Ohio’s Abortion Amendment, Explained

Ohio Secretary of State Frank LaRose at a campaign stop on November 4, 2022 in Moraine, Ohio. (Photo by Drew Angerer/Getty Images)

A proposed amendment to Ohio’s constitution, which would guarantee the legality of abortions until fetal viability, has gathered enough signatures to make the ballot in November, Ohio Secretary of State Frank LaRose announced on Tuesday. It’s the only confirmed abortion-related referendum at the state level this November, a drop from 2022, when three states approved amendments similar to Ohio’s. Additionally, three others rejected pro-life initiatives, including proposed amendments in Kansas and Kentucky that would have clarified that their state constitutions did not grant the right to an abortion.

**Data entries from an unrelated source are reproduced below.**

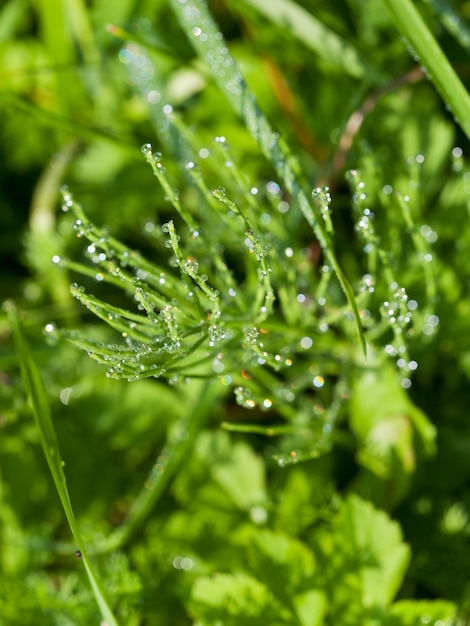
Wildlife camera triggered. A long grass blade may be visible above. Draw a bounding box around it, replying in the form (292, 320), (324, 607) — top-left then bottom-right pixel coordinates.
(7, 303), (119, 626)
(235, 0), (381, 81)
(381, 0), (470, 142)
(423, 0), (470, 54)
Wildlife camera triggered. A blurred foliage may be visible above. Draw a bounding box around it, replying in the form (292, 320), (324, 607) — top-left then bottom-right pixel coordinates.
(1, 0), (470, 623)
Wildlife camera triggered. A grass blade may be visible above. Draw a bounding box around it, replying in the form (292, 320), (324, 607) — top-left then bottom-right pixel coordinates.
(7, 302), (119, 626)
(235, 0), (381, 81)
(423, 0), (470, 54)
(169, 0), (367, 356)
(381, 0), (470, 142)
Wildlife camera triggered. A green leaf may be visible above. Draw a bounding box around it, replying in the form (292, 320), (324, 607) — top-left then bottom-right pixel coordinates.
(387, 599), (457, 625)
(175, 430), (268, 511)
(325, 494), (410, 623)
(293, 589), (328, 626)
(211, 439), (268, 511)
(350, 361), (436, 479)
(241, 527), (327, 625)
(188, 572), (291, 625)
(245, 527), (317, 592)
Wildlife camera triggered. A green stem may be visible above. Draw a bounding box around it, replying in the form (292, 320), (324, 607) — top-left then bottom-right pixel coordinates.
(97, 379), (221, 553)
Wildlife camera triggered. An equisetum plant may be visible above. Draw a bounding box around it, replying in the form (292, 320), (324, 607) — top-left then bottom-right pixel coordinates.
(43, 0), (451, 468)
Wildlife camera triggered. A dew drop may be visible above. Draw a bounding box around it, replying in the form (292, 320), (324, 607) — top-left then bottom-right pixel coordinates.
(234, 386), (256, 409)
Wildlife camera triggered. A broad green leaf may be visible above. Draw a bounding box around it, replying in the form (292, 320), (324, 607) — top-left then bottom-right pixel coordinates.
(241, 527), (327, 625)
(274, 467), (332, 536)
(294, 590), (328, 626)
(325, 494), (410, 623)
(172, 430), (268, 512)
(0, 0), (29, 42)
(211, 439), (267, 511)
(387, 599), (457, 625)
(244, 527), (317, 594)
(188, 572), (291, 625)
(350, 361), (436, 479)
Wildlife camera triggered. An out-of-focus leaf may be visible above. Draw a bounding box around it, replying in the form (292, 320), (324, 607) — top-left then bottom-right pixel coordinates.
(324, 494), (410, 623)
(386, 599), (456, 625)
(188, 572), (291, 625)
(173, 430), (268, 512)
(239, 526), (327, 625)
(211, 438), (267, 510)
(350, 361), (436, 479)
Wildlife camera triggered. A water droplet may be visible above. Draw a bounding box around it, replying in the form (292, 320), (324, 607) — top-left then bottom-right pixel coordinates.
(266, 181), (280, 195)
(183, 259), (199, 274)
(43, 322), (59, 345)
(235, 386), (256, 409)
(361, 274), (375, 293)
(212, 186), (226, 199)
(147, 90), (161, 104)
(244, 327), (259, 345)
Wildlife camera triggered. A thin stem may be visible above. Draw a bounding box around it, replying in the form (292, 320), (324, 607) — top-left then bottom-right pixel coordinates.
(97, 379), (221, 553)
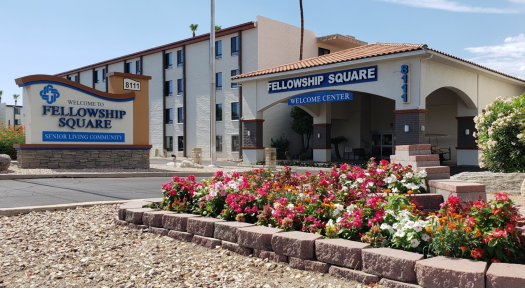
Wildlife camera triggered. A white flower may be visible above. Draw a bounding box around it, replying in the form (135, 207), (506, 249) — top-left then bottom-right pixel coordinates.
(356, 178), (364, 183)
(392, 223), (399, 230)
(405, 172), (414, 178)
(336, 217), (342, 224)
(421, 234), (430, 242)
(334, 204), (344, 216)
(392, 187), (399, 193)
(341, 186), (348, 191)
(380, 223), (390, 230)
(346, 204), (356, 213)
(417, 170), (427, 178)
(326, 219), (334, 227)
(340, 174), (347, 179)
(366, 182), (374, 188)
(410, 239), (420, 248)
(394, 230), (405, 238)
(413, 223), (423, 232)
(287, 204), (294, 210)
(404, 221), (415, 229)
(385, 209), (395, 216)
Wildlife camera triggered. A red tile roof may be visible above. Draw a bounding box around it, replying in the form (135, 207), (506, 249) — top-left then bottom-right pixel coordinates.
(233, 43), (525, 83)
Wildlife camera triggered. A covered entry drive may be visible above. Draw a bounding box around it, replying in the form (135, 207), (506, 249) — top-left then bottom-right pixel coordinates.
(233, 43), (525, 165)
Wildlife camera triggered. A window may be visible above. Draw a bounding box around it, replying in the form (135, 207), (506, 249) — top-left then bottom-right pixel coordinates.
(165, 108), (173, 124)
(177, 107), (184, 123)
(15, 108), (20, 114)
(177, 79), (183, 95)
(215, 72), (222, 90)
(165, 80), (173, 96)
(216, 103), (222, 121)
(216, 135), (223, 152)
(93, 70), (100, 83)
(165, 52), (173, 69)
(69, 75), (78, 82)
(177, 50), (183, 66)
(177, 136), (184, 151)
(102, 68), (107, 82)
(231, 135), (240, 152)
(231, 36), (239, 55)
(215, 40), (222, 58)
(231, 102), (239, 120)
(318, 47), (330, 56)
(14, 119), (20, 125)
(231, 69), (239, 88)
(124, 62), (132, 73)
(136, 60), (142, 75)
(166, 136), (173, 151)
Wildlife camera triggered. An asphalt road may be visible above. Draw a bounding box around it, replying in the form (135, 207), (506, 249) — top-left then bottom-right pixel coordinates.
(0, 177), (206, 209)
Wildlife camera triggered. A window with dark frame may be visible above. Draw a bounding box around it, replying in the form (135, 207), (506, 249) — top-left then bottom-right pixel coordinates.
(216, 103), (222, 121)
(136, 60), (142, 75)
(216, 72), (222, 90)
(14, 119), (20, 125)
(124, 62), (132, 73)
(165, 108), (173, 124)
(231, 135), (240, 152)
(231, 102), (239, 120)
(177, 79), (183, 94)
(166, 136), (173, 151)
(215, 40), (222, 58)
(165, 80), (173, 96)
(102, 68), (107, 82)
(165, 52), (173, 69)
(318, 47), (330, 56)
(177, 136), (184, 151)
(231, 69), (239, 88)
(93, 70), (100, 83)
(177, 107), (184, 123)
(231, 36), (239, 55)
(216, 135), (223, 152)
(177, 50), (183, 66)
(15, 108), (20, 114)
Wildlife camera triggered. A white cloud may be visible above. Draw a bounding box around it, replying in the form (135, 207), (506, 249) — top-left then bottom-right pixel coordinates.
(465, 34), (525, 79)
(380, 0), (518, 13)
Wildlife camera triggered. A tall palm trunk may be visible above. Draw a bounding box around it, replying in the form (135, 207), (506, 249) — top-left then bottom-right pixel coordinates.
(299, 0), (304, 61)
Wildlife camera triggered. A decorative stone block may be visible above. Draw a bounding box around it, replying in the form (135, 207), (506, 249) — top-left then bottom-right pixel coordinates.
(329, 266), (380, 284)
(409, 194), (444, 210)
(379, 278), (422, 288)
(192, 235), (222, 249)
(415, 256), (487, 288)
(142, 211), (175, 228)
(221, 241), (253, 256)
(253, 249), (288, 263)
(114, 219), (128, 226)
(214, 221), (255, 243)
(167, 230), (194, 242)
(237, 226), (283, 251)
(187, 217), (226, 237)
(128, 223), (148, 230)
(148, 227), (168, 236)
(289, 257), (330, 273)
(315, 238), (370, 269)
(486, 263), (525, 288)
(271, 231), (323, 259)
(162, 214), (201, 232)
(125, 208), (154, 225)
(362, 248), (423, 283)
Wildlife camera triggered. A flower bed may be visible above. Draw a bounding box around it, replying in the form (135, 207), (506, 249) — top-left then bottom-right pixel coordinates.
(155, 160), (525, 264)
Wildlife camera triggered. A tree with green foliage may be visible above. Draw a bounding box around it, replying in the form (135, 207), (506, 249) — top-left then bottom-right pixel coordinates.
(215, 25), (221, 31)
(271, 134), (291, 160)
(0, 90), (3, 103)
(13, 94), (19, 106)
(331, 136), (347, 160)
(189, 24), (198, 37)
(290, 106), (313, 153)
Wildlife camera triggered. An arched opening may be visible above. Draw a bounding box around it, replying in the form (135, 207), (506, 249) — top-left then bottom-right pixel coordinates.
(425, 87), (475, 165)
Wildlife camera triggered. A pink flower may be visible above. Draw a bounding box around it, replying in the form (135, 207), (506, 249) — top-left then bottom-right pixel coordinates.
(495, 192), (509, 201)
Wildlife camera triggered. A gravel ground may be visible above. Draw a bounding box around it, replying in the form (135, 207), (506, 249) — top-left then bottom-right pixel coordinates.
(0, 205), (367, 288)
(0, 164), (253, 175)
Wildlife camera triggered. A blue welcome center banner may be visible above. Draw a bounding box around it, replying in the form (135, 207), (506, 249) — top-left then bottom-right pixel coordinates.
(288, 91), (353, 105)
(42, 131), (125, 142)
(268, 65), (377, 94)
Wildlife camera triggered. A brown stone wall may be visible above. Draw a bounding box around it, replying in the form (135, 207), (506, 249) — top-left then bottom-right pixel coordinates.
(17, 149), (150, 169)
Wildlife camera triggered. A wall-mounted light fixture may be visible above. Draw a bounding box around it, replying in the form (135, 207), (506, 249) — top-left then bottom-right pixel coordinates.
(247, 130), (251, 137)
(317, 133), (321, 139)
(465, 129), (470, 136)
(404, 125), (409, 133)
(420, 125), (425, 132)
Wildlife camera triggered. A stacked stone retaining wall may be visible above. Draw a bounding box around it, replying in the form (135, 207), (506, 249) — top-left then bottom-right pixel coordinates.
(17, 149), (150, 169)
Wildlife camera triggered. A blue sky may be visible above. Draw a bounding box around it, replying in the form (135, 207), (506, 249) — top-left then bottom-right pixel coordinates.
(1, 0), (524, 105)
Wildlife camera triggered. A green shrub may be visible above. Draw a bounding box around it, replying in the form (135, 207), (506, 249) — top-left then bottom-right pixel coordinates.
(474, 94), (525, 172)
(0, 123), (25, 159)
(270, 134), (291, 160)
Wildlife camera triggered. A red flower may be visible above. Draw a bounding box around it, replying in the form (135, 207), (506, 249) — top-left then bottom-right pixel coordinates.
(505, 223), (515, 233)
(491, 258), (501, 263)
(471, 248), (484, 259)
(494, 192), (509, 201)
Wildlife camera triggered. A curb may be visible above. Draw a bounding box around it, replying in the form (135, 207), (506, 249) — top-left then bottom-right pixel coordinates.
(0, 198), (151, 216)
(0, 171), (214, 180)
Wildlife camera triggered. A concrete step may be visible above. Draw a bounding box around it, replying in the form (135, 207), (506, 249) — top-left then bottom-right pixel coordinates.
(391, 154), (439, 162)
(428, 179), (486, 202)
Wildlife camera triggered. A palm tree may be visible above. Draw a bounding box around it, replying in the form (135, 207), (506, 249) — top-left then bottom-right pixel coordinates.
(299, 0), (304, 61)
(215, 25), (221, 31)
(0, 90), (2, 103)
(13, 94), (19, 106)
(189, 24), (198, 37)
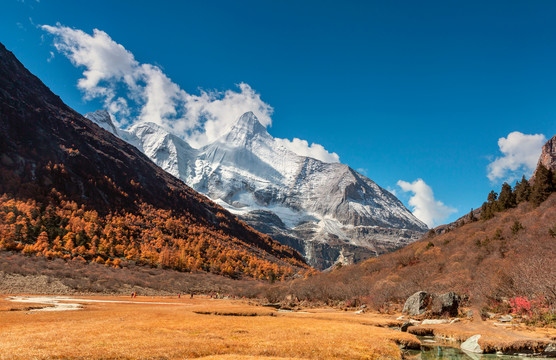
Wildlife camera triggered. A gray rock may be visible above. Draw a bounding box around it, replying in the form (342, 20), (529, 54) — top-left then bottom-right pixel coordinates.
(461, 335), (483, 354)
(402, 291), (431, 315)
(431, 292), (460, 317)
(499, 314), (513, 322)
(466, 310), (473, 318)
(543, 343), (556, 356)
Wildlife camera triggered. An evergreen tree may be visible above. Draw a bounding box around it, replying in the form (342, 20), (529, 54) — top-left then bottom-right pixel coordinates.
(530, 164), (554, 207)
(468, 208), (476, 222)
(480, 202), (494, 220)
(480, 191), (498, 220)
(514, 175), (531, 203)
(487, 190), (498, 203)
(497, 182), (516, 210)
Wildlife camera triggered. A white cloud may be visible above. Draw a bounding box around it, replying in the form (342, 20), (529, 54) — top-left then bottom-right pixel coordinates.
(41, 24), (278, 149)
(487, 131), (546, 182)
(184, 83), (274, 147)
(42, 24), (340, 160)
(275, 137), (340, 163)
(397, 179), (456, 228)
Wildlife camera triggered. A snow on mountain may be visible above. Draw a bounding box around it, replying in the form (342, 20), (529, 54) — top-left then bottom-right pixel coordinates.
(84, 109), (120, 136)
(83, 110), (428, 269)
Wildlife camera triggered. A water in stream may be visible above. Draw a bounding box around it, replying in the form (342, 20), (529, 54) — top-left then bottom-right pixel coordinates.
(404, 336), (556, 360)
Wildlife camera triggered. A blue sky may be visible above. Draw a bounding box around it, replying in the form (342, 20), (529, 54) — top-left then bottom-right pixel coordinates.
(2, 0), (556, 226)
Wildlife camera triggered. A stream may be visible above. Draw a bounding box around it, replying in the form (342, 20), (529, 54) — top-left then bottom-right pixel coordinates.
(406, 336), (556, 360)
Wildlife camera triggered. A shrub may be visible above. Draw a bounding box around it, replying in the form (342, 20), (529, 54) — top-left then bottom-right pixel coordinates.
(511, 221), (524, 235)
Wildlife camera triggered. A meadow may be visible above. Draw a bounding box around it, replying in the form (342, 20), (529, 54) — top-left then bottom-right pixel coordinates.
(0, 295), (418, 360)
(2, 295), (556, 359)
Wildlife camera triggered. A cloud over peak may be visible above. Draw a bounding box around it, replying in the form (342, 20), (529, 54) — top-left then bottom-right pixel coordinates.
(487, 131), (546, 183)
(42, 24), (339, 162)
(275, 137), (340, 163)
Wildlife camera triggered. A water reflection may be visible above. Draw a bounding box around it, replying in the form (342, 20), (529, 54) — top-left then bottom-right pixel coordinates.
(405, 344), (545, 360)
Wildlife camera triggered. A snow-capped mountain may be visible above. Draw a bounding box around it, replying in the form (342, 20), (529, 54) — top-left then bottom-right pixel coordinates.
(84, 109), (120, 136)
(84, 110), (428, 269)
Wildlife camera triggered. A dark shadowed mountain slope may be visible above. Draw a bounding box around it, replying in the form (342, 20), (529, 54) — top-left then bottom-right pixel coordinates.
(0, 42), (307, 279)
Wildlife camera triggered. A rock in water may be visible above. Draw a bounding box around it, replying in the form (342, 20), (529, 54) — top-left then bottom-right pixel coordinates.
(461, 335), (483, 354)
(431, 292), (460, 317)
(402, 291), (430, 315)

What would Ohio’s abortion amendment codify? And how does it reflect debates happening nationwide?

Ohio’s proposed amendment.

The amendment would add a section to Article I of Ohio’s constitution to ban lawmakers from interfering with an individual’s ability to “make and carry out one’s own reproductive decisions” before fetal viability. That’s approximately 24 weeks, according to the National Institutes of Health. Abortions are currently legal in Ohio up to 22 weeks, though a more restrictive “heartbeat bill” is currently blocked.